Bonus : workaround for pyspark and python version mismatch

Table of contents

Overview

Since 2019 I've been using PySpark 2.4.4 , and my system's version of Python is moving from 3.6 into 3.8. This version drift finally caused me a bit of headache by throwing the following error when I want to load SparkSession from pyspark.sql module in my code.

TypeError: an integer is required (got type bytes)

This error is caused because pyspark=2.4.4 does not support python3.8. Most of the recommendations are to downgrade to python3.7 to work around the issue or to upgrade pyspark to the later version ala :

pip3 install --upgrade pyspark

I am using a Spark standalone cluster in my local i.e. "installing from source"-way, and the above command did nothing to my pyspark installation i.e. the version stays at 2.4.4. There are more steps needed to be taken.

Furthermore, my WSL2 is a spaghetti-maze installation of binaries / distributions. Some challenges :

  1. There are binaries that were installed by brew and some that came by means of sudo apt-get
  2. I forgot how I installed pyspark and apache-spark in the first place

Obviously doing brew uninstall pyspark and apt-get remove apache-spark did nothing. To start from a clean slate is not as easy as uninstall-and-reinstall.

Steps

First, I need to locate the installation path of both pyspark and spark-shell:

$ which pyspark && which spark-shell
/home/linuxbrew/.linuxbrew/bin/pyspark
/home/linuxbrew/.linuxbrew/bin/spark-shell

Those files are actually bash scripts used by brew to launch the application. Looking at the code of /home/linuxbrew/.linuxbrew/bin/pyspark we can see the following PATH definition :

# Add the PySpark classes to the Python path:
export PYTHONPATH="${SPARK_HOME}/python/:$PYTHONPATH"
export PYTHONPATH="${SPARK_HOME}/python/lib/py4j-0.10.9.2-src.zip:$PYTHONPATH"

Then, I need to locate which path $SPARK_HOME resolves to :

$ echo $SPARK_HOME
/opt/spark

I went to /opt and voila! That's where it was installed.
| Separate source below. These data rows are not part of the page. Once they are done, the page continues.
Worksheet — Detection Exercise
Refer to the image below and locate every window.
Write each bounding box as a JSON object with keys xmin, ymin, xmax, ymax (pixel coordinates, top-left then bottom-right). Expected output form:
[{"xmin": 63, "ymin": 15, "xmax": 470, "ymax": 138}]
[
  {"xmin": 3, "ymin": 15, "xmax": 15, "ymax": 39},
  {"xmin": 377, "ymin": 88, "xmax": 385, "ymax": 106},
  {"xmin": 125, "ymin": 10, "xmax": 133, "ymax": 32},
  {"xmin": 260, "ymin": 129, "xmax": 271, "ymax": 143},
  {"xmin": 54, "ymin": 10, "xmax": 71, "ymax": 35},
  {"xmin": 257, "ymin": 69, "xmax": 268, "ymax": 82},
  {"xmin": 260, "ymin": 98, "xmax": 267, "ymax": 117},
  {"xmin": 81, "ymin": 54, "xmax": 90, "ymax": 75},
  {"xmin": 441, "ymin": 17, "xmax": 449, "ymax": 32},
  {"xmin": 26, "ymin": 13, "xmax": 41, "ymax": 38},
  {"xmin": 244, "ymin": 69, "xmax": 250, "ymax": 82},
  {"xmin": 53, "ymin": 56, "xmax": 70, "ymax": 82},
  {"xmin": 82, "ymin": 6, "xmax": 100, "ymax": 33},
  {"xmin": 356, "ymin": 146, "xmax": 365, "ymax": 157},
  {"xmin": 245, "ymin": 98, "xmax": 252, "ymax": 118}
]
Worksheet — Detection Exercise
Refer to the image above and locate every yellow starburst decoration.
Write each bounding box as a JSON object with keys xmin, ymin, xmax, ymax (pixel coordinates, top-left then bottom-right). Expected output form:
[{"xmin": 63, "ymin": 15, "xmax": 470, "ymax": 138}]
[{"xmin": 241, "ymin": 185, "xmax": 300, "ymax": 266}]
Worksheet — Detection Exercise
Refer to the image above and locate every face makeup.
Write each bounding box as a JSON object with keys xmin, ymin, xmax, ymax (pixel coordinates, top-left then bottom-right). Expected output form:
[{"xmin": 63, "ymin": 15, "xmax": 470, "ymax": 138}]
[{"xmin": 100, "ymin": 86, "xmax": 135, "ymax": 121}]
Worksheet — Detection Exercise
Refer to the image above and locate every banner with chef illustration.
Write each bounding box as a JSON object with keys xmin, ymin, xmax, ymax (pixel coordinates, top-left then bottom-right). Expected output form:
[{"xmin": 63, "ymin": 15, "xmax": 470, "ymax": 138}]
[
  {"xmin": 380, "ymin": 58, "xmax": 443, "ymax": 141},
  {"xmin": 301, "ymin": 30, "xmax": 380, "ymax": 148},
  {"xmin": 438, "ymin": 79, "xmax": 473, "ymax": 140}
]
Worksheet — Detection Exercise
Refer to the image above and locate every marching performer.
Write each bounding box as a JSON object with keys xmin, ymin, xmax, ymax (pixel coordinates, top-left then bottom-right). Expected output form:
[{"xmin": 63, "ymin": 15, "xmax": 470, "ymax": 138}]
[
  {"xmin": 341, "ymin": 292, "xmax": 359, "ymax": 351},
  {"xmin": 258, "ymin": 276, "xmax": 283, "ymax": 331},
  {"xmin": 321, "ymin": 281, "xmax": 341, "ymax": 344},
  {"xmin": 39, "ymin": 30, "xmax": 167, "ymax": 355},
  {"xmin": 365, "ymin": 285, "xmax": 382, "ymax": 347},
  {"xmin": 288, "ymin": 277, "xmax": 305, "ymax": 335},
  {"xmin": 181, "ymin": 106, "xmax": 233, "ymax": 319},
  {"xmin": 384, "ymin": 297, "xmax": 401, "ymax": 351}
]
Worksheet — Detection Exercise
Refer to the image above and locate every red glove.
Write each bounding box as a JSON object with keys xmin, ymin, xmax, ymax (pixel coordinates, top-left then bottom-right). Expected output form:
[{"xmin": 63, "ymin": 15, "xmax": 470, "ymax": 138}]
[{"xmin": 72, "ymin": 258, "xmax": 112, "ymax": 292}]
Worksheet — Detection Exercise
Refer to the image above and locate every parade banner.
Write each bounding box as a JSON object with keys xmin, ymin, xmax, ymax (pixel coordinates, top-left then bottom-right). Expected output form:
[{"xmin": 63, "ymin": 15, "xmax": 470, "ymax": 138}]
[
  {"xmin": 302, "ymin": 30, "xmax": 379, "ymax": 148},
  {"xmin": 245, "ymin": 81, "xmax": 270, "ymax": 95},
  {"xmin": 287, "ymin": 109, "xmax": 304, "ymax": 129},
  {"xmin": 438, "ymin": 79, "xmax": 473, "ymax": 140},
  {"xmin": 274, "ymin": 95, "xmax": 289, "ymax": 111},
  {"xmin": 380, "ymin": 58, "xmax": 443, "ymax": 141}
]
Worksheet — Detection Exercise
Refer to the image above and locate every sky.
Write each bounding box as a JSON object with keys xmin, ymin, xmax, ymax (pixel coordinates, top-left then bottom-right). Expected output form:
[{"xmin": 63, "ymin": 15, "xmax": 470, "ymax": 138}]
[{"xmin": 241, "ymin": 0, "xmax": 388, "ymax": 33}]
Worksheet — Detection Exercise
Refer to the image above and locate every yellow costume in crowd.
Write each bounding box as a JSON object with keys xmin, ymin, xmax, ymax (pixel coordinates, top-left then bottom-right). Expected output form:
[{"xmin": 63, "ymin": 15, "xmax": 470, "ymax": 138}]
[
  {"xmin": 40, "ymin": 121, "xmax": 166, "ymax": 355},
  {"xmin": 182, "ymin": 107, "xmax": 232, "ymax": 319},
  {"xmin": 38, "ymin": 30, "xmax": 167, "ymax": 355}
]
What have to be done next to "upgrade" spark version is to delete the folder containing all spark-related binaries and replace it with the newer one (make sure the hadoop version tallies with your installation - I am still using 2.7 at the time of writing).

rm -rf /opt/spark
sudo wget https://www.apache.org/dyn/closer.lua/spark/spark-3.2.1/spark-3.2.1-bin-hadoop2.7.tgz
sudo tar xvzf spark-3.2.1-bin-hadoop2.7.tgz
sudo mv spark-3.2.1-bin-hadoop2.7 spark

After the above steps have been done, check your pyspark version :

$ pyspark --version
22/03/26 15:51:40 WARN Utils: Your hostname, PMIIDIDNL13144 resolves to a loopback address: 127.0.1.1; using 172.17.50.37 instead (on interface eth0)22/03/26 15:51:40 WARN Utils: Set SPARK_LOCAL_IP if you need to bind to another address
Welcome to
      ____              __
     / __/__  ___ _____/ /__
    _\ \/ _ \/ _ `/ __/  '_/
   /___/ .__/\_,_/_/ /_/\_\   version 3.2.1
      /_/

Using Scala version 2.12.15, OpenJDK 64-Bit Server VM, 1.8.0_292
Branch HEAD
Compiled by user hgao on 2022-01-20T20:15:47Z
Revision 4f25b3f71238a00508a356591553f2dfa89f8290
Url https://github.com/apache/spark
Type --help for more information.

Conclusion

So that's how I managed to fix the issue with SparkSession load. It turned out that version mismatch was the root cause.

Key takeaways :

  1. Always be consistent with your package management. Stick to brew or apt-get but don't mix both.
  2. Try to use venv to manage Python packages for different projects. Actually. this is one advice that I've heard so many times but at the moment it feels like it's too late to be implemented in my current setup.